USA – Großmacht unterm Sternenbanner (Kurzrezension)

In drei umfangreichen Kapiteln werden Das LandDie Gesellschaft und Leben in den Vereinigten Staaten betrachtet. Hier wird der Leser in Geschichte, Geographie und Politik der USA eingeführt, erfährt Details zur Kulturgeschichte der 20er Jahre, zu wissenschaftlichem und medizinischem Fortschritt und einen Überblick über die Lebenswirklichkeit im Land der unbegrenzten Möglichkeiten. Eigene Abschnitte gehen auf die Prohibition, das Bibliothekswesen und die Rahmenbedingungen offizieller und weniger offizieller Ermittlungsarbeit ein. Dem private eye und dem Journalisten ist ein Kapitel am Ende des Buchs gewidmet, das diese als Spielercharaktere (vulgo: Professionen) beschreibt. Die Hintergrundkapitel enthalten jeweils recht interessante und inspirierende Infokästen über Einzelthemen, Personen oder „Cthuloide Themen“, die z.B. die allgegenwärtige amerikanische Paranoia als Lovecraft’sche Furcht vor dem Unbekannten interpretieren oder Spielpraktisches zur Verhaftung mitteilen. Ich hätte mir mehr „Cthuloide Themen“ gewünscht, diese Kästen sind die mit Abstand spannendsten und nicht einfach durch einen Blick in die Wikipedia zu ersetzen.

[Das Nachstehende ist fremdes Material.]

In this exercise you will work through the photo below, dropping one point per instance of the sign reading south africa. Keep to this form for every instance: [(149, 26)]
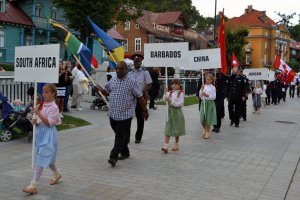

Einen wirklichen Mehrwert, nicht nur für das Spiel in den Zwanzigern, stellen die Abschnitte zu Mythen und Lovecraft Country dar. Bei den anderen Kapiteln habe ich vielfach den Eindruck, dass der Spagat zwischen einer historisch ausgerichteten Spielhilfe und einer cthuloiden Einführung in die USA für meinen Geschmack zu historisch ausgefallen ist. Daran kranken in meinen Augen viele Publikationen, da ich selbst eher Cthulhu Now präferiere, auf die Zusatzinfos aus den Quellenbänden aber dennoch nicht verzichten möchte. Wie man dem subjektiven Ton anmerkt: Das ist einfach mein persönlicher Geschmack.

Im Kapitel zu Mythen geht es um indianische Legenden und Mythos-Orte, um Hexenkulte und Hexenverfolgungen – jeweils mit einer mythosbezogenen Interpretation der Geschehnisse. Lovecraft Country bietet einen naturgemäß kürzeren Überblick zu Arkham, Innsmouth und co. als die korrespondierenden Einzelbände, aber einen längeren als im Spielleiterhandbuch. Sehr praktisch ist die Übersicht der im cthuloiden New England angesiedelten Stories von Lovecraft, Derleth und anderen. Den einzelnen Städten Lovecraft Countrys sind jeweils Abschnitte mit einem Rundgang, Besonderheiten und teils NSCs gewidmet.

Fazit: Man braucht den Band nicht. Er enthält keine Abenteuer und keine wesentlichen Informationen. Auch ein Spiel in den Roaring Twenties der USA ist nicht auf diesen Band angewiesen. Er ist aber an einigen Stellen inspirierend und eine gute Lektüre – ein klassisches Nice-to-have. Wer sich für eine tiefere mythische Interpretation der USA interessiert, die nur lose an Lovecraft anknüpft, sollte unbedingt auch einen Blick in die Publikationen zu Unknown Armies werfen.